Колчак, приобретя скучающее выражение, смотрел в синие сумерки за окном.
— Договорился я. С интендантом. Поставят на довольствие! — поспешил загладить неловкость адъютант.
Поезд дернулся, плавно поплыла хибарка за окном, стукнули колеса раз, другой — чаще, чаще. Вагон прицеплен в хвосте, и теперь его качало и мотало во все стороны. Через какое-то время чешский солдат принес кашу с котлетами, и…бутылку водки.
— От майора Коровака!
Колчака почему-то это обидело. Хотел даже вернуть — но Анна громко захлопала в ладоши и закричала «ура!» И пропела низким прекрасным контральто: «Налейте нам грогу стакан! Последний, ей Богу! В дорогу! Бездельник — кто с нами не пьет!»
И все в вагоне зашевелилось, заглядывали в купе. Как бы то ни было, но что-то невыносимо тяжелое кончилось. А о том, что караулит впереди, — не хотелось беспокоиться. От грядущего человек почему-то всегда ждет хорошего.
И в других купе вовсю властвовало то же чувство освобождения от большой гнетущей печали. Кажется, и они раздобыли водки. И скоро ударила крылом залихватская песня.
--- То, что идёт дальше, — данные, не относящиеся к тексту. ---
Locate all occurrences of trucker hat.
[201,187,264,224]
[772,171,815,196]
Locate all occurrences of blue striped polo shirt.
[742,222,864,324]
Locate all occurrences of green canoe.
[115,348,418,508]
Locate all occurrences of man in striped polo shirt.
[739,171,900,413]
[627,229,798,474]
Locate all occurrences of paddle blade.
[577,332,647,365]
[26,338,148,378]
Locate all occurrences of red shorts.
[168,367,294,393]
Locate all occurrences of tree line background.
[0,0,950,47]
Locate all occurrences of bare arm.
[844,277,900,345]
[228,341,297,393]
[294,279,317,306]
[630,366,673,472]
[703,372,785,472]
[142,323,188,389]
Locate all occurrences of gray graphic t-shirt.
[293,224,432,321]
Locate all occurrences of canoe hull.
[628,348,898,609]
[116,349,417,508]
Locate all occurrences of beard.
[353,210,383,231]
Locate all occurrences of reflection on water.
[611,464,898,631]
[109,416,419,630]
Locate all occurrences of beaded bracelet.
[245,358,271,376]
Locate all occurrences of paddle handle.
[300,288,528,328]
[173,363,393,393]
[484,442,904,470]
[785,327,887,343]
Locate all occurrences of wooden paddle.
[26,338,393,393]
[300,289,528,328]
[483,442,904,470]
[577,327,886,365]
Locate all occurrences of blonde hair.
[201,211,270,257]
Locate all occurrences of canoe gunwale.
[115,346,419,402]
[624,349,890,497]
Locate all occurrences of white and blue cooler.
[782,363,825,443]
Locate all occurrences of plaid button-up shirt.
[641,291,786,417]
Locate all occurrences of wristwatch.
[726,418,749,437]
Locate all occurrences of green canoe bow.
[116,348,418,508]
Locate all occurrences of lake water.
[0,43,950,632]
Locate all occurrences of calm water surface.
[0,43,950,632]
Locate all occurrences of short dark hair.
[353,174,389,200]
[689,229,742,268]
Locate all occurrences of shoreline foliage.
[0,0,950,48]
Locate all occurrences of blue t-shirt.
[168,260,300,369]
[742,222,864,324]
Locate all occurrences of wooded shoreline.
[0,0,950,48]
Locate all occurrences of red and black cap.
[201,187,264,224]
— Полно горе горевать! — и разбойничий, оглушающий посвист, — то ли дело, под шатрами в поле лагерем стоять! — И даже грохот пляшущих сапог. Душа просила праздника! Но отгремели сапоги, отзвенела казачья песня, и уже потекло печальным вздохом: «Отец мой был природный пахарь, и я работал вместе с ним, — в вагоне присмирели. — На нас напали злые чехи, сгубили всю мою семью» — хор пел угрюмо, без вызова, и каждого хватало за горло невыплаканной тоской. — «Горит село моё родное, горит вся Родина моя!» И опять пугливой птичкой порхает мысль: что-то ждет в Иркутске. Не задержат ли? И холодеет в груди, томит ожидание беды.
А из другого конца вагона и вовсе душу песней выматывают:
— Идет лошадь да по песочку, да головку клонит, а черноглазая казачка милого хоронит. — И замогильный стук колес, и унылый скрип подвесного фонаря. Скрип перегородок, слабый свет экономических лампочек — нагоняют тоску, пугают днем грядущим. Только Анна помолчит-помолчит, да отколет что-нибудь такое — что хоть стой, хоть падай! Нахваталась в Омске у рабочих фольклора.